SciLitLLM1.5-14B
Property | Value |
---|---|
Base Model | Qwen2.5-14B |
Parameters | 14 Billion |
Developer | Uni-SMART |
Model Hub | Hugging Face |
Paper | arXiv:2408.15545 |
What is SciLitLLM1.5-14B?
SciLitLLM1.5-14B is a specialized large language model designed specifically for scientific literature understanding. Built upon the Qwen2.5-14B architecture, it implements a hybrid approach combining continual pre-training (CPT) and supervised fine-tuning (SFT) to enhance its capabilities in processing scientific content.
Implementation Details
The model employs a sophisticated pipeline that addresses two primary challenges in scientific text processing: high-quality CPT corpora construction and diverse SFT instruction generation. The implementation includes advanced PDF text extraction, content error correction, quality filtering, and synthetic instruction creation mechanisms.

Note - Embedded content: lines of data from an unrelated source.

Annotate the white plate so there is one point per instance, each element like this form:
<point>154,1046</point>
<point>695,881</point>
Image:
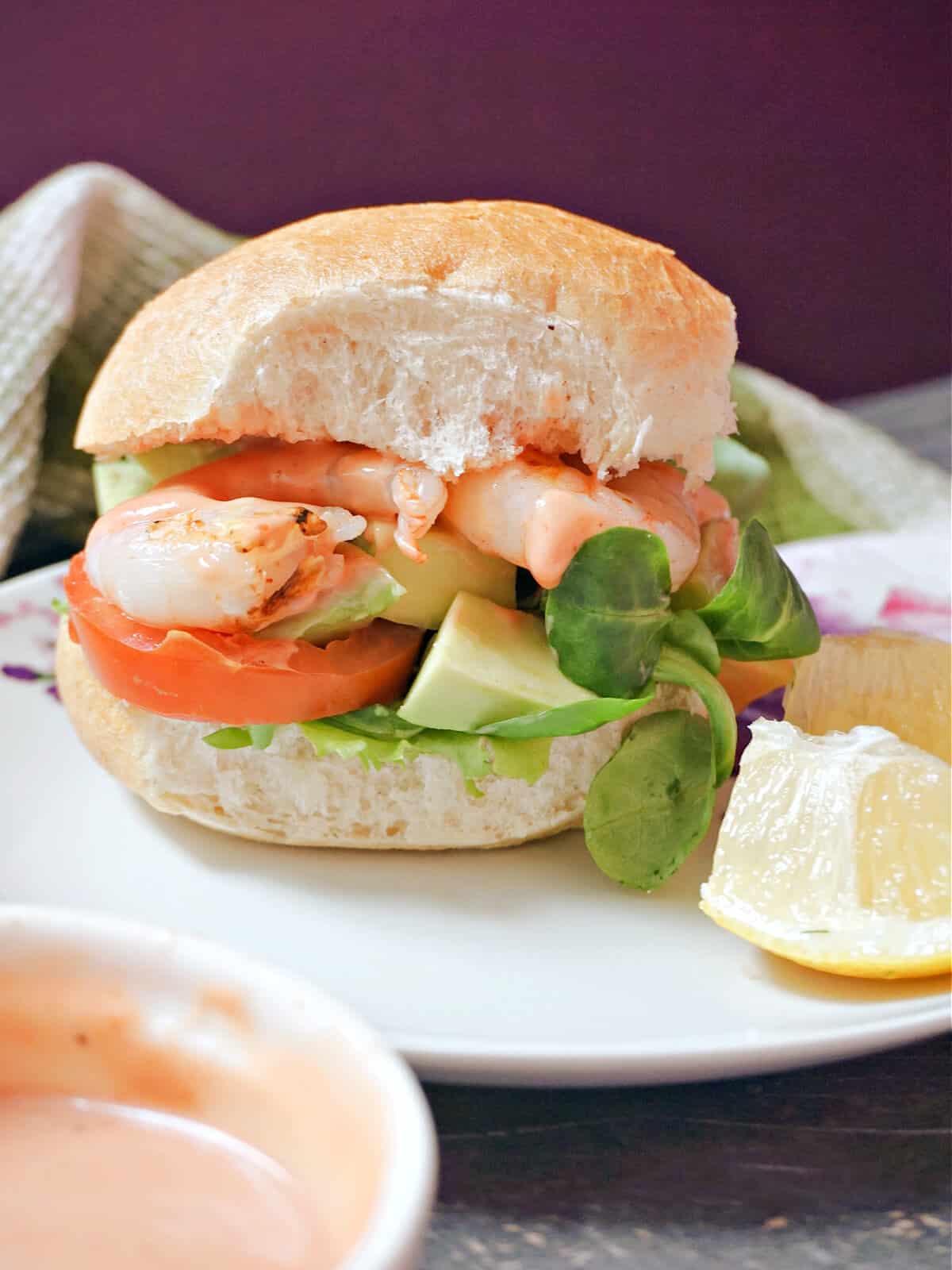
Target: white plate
<point>509,967</point>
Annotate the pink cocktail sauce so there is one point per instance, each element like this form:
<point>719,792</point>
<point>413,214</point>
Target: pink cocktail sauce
<point>93,1185</point>
<point>131,1140</point>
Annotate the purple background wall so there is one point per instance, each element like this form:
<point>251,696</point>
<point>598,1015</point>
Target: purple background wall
<point>797,154</point>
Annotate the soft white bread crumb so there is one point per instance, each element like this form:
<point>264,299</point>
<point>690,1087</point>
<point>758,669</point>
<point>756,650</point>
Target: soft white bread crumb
<point>450,333</point>
<point>286,794</point>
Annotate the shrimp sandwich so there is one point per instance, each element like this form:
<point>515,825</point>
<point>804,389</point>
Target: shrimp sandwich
<point>405,540</point>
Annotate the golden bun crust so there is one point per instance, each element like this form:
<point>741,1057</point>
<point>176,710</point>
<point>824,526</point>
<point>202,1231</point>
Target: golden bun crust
<point>286,795</point>
<point>450,333</point>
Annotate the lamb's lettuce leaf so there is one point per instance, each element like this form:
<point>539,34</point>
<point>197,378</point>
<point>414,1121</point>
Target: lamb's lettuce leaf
<point>687,632</point>
<point>762,613</point>
<point>651,803</point>
<point>607,616</point>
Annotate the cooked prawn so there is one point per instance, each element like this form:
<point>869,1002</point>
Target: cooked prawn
<point>175,558</point>
<point>536,512</point>
<point>333,473</point>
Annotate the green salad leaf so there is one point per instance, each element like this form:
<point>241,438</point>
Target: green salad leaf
<point>607,616</point>
<point>742,475</point>
<point>228,738</point>
<point>569,721</point>
<point>762,613</point>
<point>674,666</point>
<point>378,740</point>
<point>382,722</point>
<point>687,632</point>
<point>651,803</point>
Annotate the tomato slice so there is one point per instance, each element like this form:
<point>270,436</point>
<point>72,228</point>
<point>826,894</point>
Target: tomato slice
<point>747,681</point>
<point>235,679</point>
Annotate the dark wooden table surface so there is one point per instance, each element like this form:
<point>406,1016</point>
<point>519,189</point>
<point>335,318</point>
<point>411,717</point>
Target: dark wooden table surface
<point>846,1165</point>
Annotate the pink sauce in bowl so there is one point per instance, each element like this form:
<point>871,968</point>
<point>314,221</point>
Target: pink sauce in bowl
<point>102,1187</point>
<point>167,1104</point>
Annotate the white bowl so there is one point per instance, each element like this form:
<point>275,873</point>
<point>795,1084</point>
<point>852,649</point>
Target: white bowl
<point>103,1009</point>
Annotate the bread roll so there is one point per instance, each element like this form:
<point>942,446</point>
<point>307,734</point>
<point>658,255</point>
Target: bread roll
<point>285,794</point>
<point>450,333</point>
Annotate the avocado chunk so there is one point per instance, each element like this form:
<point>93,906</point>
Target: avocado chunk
<point>167,461</point>
<point>452,564</point>
<point>363,594</point>
<point>114,480</point>
<point>484,664</point>
<point>740,475</point>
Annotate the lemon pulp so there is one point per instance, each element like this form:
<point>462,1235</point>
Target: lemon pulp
<point>835,852</point>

- Hybrid training strategy combining CPT and SFT
- Advanced PDF processing and text extraction capabilities
- Quality-focused content filtering system
- Synthetic instruction generation for enhanced performance
Core Capabilities
- Superior performance on scientific literature benchmarks (4.0% improvement on SciAssess)
- Enhanced scientific content understanding and analysis
- Outperforms larger models like Llama3.1 and Qwen2.5-70B on SciRIFF
- Efficient processing of academic and research materials
Frequently Asked Questions
Q: What makes this model unique?
The model's distinctive feature is its specialized focus on scientific literature understanding, achieved through a novel hybrid training approach that combines continuous pre-training with supervised fine-tuning. It demonstrates superior performance compared to larger models while maintaining efficiency.
Q: What are the recommended use cases?
SciLitLLM1.5-14B is particularly suited for scientific literature analysis, research paper understanding, academic content summarization, and technical document processing. It's ideal for researchers, academics, and professionals working with scientific content.